Nothing pleased Pace University Astronomy Professor Matt Ganis more than to see an estimated 500 people turn out at the school’s campus for the sky-watching event of the century.
The university opened its main quad to the public Monday afternoon for a viewing party for the first coast-to-coast total solar eclipse in the United States in 99 years. Not only did early students who arrived early for the new academic year and faculty take in the show, but people with no connection to Pace were welcome.
“It’s fun to see people come out, it really is, because the interest is there,” Ganis said. “More than anything, it’s a fascination with astronomy and space and all that. It’s so much fun.”
Astronomy lovers as well as the curious gathered from 1:30 to 3 p.m., a few with their own telescopes and many others with homemade contraptions consisting of cardboard or cereal boxes where they could safely view the image even if they didn’t have a pair of eclipse glasses.

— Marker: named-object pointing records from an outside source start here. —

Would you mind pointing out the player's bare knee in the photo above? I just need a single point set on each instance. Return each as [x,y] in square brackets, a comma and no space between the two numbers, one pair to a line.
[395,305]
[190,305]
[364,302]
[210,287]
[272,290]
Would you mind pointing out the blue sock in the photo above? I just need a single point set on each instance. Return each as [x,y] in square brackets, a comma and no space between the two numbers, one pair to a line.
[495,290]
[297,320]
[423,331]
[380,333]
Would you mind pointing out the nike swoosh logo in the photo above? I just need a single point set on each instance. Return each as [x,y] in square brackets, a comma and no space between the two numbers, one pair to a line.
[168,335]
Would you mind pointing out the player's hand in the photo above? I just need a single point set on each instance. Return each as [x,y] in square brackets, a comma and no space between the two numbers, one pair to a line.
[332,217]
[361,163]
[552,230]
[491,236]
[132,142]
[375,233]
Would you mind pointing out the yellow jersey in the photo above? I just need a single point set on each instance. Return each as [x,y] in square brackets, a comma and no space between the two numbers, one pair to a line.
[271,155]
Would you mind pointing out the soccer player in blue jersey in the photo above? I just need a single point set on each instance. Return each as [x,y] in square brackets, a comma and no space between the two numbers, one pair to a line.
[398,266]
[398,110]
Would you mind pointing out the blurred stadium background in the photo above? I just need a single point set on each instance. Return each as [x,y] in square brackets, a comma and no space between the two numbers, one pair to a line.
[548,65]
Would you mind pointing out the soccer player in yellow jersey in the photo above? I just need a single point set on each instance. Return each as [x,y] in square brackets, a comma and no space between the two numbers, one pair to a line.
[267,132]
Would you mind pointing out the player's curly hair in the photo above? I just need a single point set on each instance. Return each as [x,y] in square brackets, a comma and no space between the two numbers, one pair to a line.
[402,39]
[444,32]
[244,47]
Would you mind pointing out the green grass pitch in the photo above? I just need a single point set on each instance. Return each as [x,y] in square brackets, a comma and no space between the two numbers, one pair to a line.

Despite a bright and sunny morning, some high clouds filtered in by early afternoon over the campus, putting a slight damper on the celebration and the view.
However, with eclipse glasses one could see the moon sliding over a portion of the sun. In New York, about 70 percent of the sun was obscured by the moon.
Gabe Palacio, a professional photographer from Katonah, had his equipment set up on the quad to get whatever images he could. But it was more important to bring his son and a few of his friends to keep them interested.
“We wanted to bring our kids out somewhere and thought if we just did it in our backyard it wouldn’t be as interesting as coming out and seeing other people and experiencing it as part of a community,” Palacio said.
Briarcliff Manor resident Tyler Leitman said he attended because so many people had been talking about it and the event’s rarity.
“This is an astronomical phenomenon and it’s a once- or maybe twice-in-a-lifetime experience and it’s remarkable, truly,” Leitman said.
Members of the Westchester Amateur Astronomers were on hand with telescopes with filters to protect gazers’ eyes. Charles Gibson, senior vice president of the organization, said even though some fellow members traveled out to the far west to view it in the 70-mile wide Totality Zone, he was happy to help astronomy neophytes gaze through a telescope.
New Pace President Marvin Krislov said the university opened up the grounds after his son told him he was traveling to South Carolina for the event to be in the Totality Zone. Krislov then realized many that were part of the general public would be interested. He thought the school might get a more modest gathering of enthusiasts but was pleased with the turnout.
“All I know is that universities should be places where people come together for educational events,” he said. “So we have a faculty member who is talking about the science of it. We have food and everybody loves food. People brought their telescopes and it’s just terrific.”
If you missed Monday’s eclipse, no need to worry. Hold onto those glasses and telescopes because there will be another one visible in the United States on June 10, 2021, although that will one will begin shortly before daybreak. Then there will be yet another eclipse on Apr. 8, 2024, with the Totality Zone far closer to New York.